Entdeckt wurden bislang auch 81 Leichen, zumeist von deutschen Soldaten. "Wir hatten mit 20 Toten gerechnet", sagt Simon Verdegem. Nun sind es bereits mehr als viermal so viele – nicht eingerechnet ein bislang ungeöffnetes Massengrab. Zu erkennen ist es an den orangefarbenen Holzstäben, die dicht beieinander im Boden stecken und je einen Verstorbenen markieren. "In den Gräben liegen vermutlich noch mehr Leichen", sagt der 35-Jährige.

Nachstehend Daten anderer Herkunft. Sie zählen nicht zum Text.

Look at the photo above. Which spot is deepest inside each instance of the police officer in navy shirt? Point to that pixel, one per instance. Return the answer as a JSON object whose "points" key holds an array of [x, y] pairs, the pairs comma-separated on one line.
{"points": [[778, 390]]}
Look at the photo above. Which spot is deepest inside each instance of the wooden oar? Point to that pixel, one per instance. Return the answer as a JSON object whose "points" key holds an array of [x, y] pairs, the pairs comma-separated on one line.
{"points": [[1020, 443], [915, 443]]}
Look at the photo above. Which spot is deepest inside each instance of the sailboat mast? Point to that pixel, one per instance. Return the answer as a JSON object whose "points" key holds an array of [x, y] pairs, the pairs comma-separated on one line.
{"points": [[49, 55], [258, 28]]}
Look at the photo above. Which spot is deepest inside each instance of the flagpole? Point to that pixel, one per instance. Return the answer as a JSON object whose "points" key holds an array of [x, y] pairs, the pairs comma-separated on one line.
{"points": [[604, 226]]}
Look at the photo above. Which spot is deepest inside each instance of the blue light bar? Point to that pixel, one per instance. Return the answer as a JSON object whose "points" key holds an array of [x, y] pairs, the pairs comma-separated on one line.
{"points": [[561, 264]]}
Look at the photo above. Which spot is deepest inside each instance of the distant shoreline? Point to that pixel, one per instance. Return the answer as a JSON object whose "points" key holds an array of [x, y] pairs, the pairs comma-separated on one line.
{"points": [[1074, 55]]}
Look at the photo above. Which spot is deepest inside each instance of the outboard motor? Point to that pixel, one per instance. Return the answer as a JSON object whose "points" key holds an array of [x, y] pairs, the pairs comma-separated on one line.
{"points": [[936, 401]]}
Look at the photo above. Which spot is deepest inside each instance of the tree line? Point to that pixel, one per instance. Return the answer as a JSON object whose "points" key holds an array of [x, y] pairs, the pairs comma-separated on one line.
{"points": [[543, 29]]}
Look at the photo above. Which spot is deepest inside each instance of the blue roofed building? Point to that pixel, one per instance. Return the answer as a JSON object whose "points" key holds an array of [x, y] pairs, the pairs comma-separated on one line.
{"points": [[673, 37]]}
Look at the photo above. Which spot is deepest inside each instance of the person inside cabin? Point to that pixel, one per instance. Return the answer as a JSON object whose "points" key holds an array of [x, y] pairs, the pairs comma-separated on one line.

Es hat mittlerweile begonnen zu regnen. Wasserlachen stehen auf dem Erdreich. Mit Gummistiefeln stapft Nathan Howarth zur Tür eines Arbeitscontainers. Dahinter liegen auf einem Tisch die gereinigten Knochen eines Gefallenen, der bald auf einem Soldatenfriedhof bestattet werden soll. Anhand der Gebeine geht der Forscher davon aus, dass es sich um einen jungen Mann handelte. Die Toten von Wijtschate geben dem 21-Jährigen, der selbst als Soldat dient, zu denken. "Zwischen ihnen und mir gibt es keinen großen Unterschied."

Tote sollen eine letzte Ruhestätte finden

In Plastikbeuteln liegen die Fundstücke, die von den anfangs erwähnten zwei deutschen Soldaten bereits geborgen wurden: eine Uniform, ein Kamm sowie Taschenuhren und die Spitze einer Pickelhaube. Howarth nimmt eine weiße Plastikdose in die Hand, in der sich eine Bibel befindet, die einer der Soldaten bei sich hatte. Die einzelnen Seiten seien noch lesbar, so der Brite. Das sei außergewöhnlich, normalerweise bleibe Papier nicht solange erhalten. Um es vor dem Austrocknen zu bewahren, ist der Einband in schwarze Folie eingewickelt. "Wir hoffen in der Bibel den Namen des Besitzers zu finden."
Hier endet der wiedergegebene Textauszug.